The classification—whether the equation is linear, homogeneous, separable, or exact—determines the preferred solution method. Linear equations require integrating factor methods, while separable equations are solved by separating and integrating variables. Choosing the correct method is crucial for full marks in CBSE board and entrance exams.

12. Why is it recommended to practice every type of problem from Exercise 9.5 in Class 12 Maths?

Practicing every type of problem ensures:

Exposure to all exam-pattern variations.
Confidence in handling both general and particular solutions.
Reduction of mistakes in the actual CBSE and entrance exams.

This comprehensive practice strengthens both conceptual and procedural mastery.

13. How do initial or boundary conditions change the solution strategy for a differential equation?

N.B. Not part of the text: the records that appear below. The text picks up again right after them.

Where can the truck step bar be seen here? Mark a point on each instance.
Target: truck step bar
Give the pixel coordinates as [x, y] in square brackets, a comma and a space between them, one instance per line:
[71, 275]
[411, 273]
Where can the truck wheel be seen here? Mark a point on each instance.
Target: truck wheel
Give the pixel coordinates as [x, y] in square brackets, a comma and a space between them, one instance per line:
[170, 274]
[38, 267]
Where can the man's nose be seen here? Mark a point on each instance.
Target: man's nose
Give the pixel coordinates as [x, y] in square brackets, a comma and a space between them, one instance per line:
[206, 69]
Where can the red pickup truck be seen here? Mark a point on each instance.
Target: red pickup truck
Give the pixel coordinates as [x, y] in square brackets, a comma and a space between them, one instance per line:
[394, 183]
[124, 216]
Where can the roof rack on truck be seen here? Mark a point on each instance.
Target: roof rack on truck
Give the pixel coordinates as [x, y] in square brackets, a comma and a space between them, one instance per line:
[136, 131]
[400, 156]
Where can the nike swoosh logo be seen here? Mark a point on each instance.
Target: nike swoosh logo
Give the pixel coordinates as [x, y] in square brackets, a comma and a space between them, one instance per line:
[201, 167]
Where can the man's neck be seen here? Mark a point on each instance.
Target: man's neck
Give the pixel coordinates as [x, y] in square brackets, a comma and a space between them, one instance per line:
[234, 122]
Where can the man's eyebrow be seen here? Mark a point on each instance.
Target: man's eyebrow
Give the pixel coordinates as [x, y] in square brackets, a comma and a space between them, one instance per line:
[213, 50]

When an initial or boundary condition is provided, the general solution’s arbitrary constant is substituted and solved for, yielding the particular solution. This aligns the solution to specific scenarios as required in both board and competitive exams, a process emphasized in NCERT Solutions.

14. What is the general form of a first-order, first-degree differential equation according to the NCERT Class 12 syllabus?

The general form is dy/dx + P(x)y = Q(x), where P(x) and Q(x) are functions of x. Recognizing this form helps in applying correct techniques such as integrating factors, as outlined in the chapter.

15. How can understanding the method of integrating factors help in solving real-world problems modeled by differential equations?

The method of integrating factors provides a systematic process for finding exact solutions to first-order linear equations, which frequently model real-life phenomena in physics, engineering, and biology. This NCERT Solutions methodology translates mathematical theory into practical applications, a critical exam and life skill.